3. Protection of T rade Secrets and Confidential Information.

(a) Definition of “Confidential Information.” As used in this agreement, “Confidential Information” means all nonpublic information (whether in paper or electronic form, or contained in Employee’s memory, or otherwise stored or recorded) relating to or arising from Company’s business, including, without limitation, trade secrets used, developed or acquired by Company in connection with its business.
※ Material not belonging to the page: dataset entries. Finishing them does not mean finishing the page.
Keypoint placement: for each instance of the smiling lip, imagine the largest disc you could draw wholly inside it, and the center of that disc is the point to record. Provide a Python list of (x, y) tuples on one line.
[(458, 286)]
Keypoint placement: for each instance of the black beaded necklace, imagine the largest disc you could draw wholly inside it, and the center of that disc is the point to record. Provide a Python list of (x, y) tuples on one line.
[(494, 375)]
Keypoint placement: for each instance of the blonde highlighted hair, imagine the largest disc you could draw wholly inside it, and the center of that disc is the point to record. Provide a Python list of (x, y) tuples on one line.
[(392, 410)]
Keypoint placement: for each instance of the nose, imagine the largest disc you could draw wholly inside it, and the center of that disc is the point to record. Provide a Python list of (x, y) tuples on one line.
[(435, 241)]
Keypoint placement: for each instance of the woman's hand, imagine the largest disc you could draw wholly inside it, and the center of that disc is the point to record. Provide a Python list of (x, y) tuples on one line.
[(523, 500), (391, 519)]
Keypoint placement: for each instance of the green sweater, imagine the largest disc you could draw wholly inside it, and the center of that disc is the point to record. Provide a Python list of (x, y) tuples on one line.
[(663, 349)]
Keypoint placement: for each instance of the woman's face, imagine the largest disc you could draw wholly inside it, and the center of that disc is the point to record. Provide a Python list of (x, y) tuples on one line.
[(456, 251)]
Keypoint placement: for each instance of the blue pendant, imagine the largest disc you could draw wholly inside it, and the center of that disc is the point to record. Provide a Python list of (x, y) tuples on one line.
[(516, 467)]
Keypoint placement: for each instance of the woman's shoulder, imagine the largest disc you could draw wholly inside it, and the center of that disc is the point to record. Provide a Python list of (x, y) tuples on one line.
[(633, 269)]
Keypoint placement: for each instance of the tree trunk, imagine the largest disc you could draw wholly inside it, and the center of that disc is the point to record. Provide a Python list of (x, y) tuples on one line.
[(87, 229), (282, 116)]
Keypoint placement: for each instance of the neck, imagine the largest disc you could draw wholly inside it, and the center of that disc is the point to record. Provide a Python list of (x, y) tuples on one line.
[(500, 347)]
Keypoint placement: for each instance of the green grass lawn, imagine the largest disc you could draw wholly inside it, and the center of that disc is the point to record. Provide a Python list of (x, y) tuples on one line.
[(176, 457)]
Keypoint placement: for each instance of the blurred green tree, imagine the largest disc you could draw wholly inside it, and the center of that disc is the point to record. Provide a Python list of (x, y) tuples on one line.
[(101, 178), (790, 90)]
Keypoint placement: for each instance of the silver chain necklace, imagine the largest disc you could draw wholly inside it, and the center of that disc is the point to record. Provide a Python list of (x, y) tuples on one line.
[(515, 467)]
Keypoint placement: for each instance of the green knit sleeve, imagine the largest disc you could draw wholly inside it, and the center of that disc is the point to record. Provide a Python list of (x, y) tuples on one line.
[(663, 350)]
Without limiting the generality of the foregoing, “Confidential Information” shall specifically include all information concerning the manner and details of Company’s operation, organization and management; financial information and/or documents and nonpublic policies, procedures and other printed, written or electronic material generated or used in connection with Company’s business; Company’s business plans and strategies; the details of Company’s relationships with its customers, distributors, contractors and vendors; nonpublic forms, contracts and other documents used in Company’s business; all confidential information concerning Company’s employees, agents and contractors, including without limitation such persons’ compensation, benefits, skills, abilities, experience, knowledge and shortcomings, if any; the nature and content of proprietary computer software used in Company’s business; and all other information concerning Company’s concepts, prospects, customers, employees, agents, contractors, earnings, products, services, equipment, systems, and/or prospective and executed contracts and other business arrangements. “Confidential Information” does not include information that (i) is now in or later enters the public domain through no wrongful act on the part of Employee, (ii) was in possession of the Employee prior to receipt from the Company, (iii) is or was independently developed by the Employee without use of the Company’s


confidential information, (iv) is furnished to others by the Company without restrictions similar to those herein on the right of the Employee to use or disclose such information, or (v) must be disclosed pursuant to requirements of law or valid legal process, provided that the Employee shall promptly notify the Company in advance of any such disclosure and reasonably cooperate in the Company’s attempts to maintain the confidentiality of its information at issue.

(b) Employee’s Use of Confidential Information. Employee shall not, without Company’s prior written consent, at any time, directly or indirectly, for a period of three (3) years following the Effective Date: (i) use any Confidential Information for any purpose; or (ii) disclose or otherwise communicate any Confidential Information to any person or entity without the Company’s prior written consent.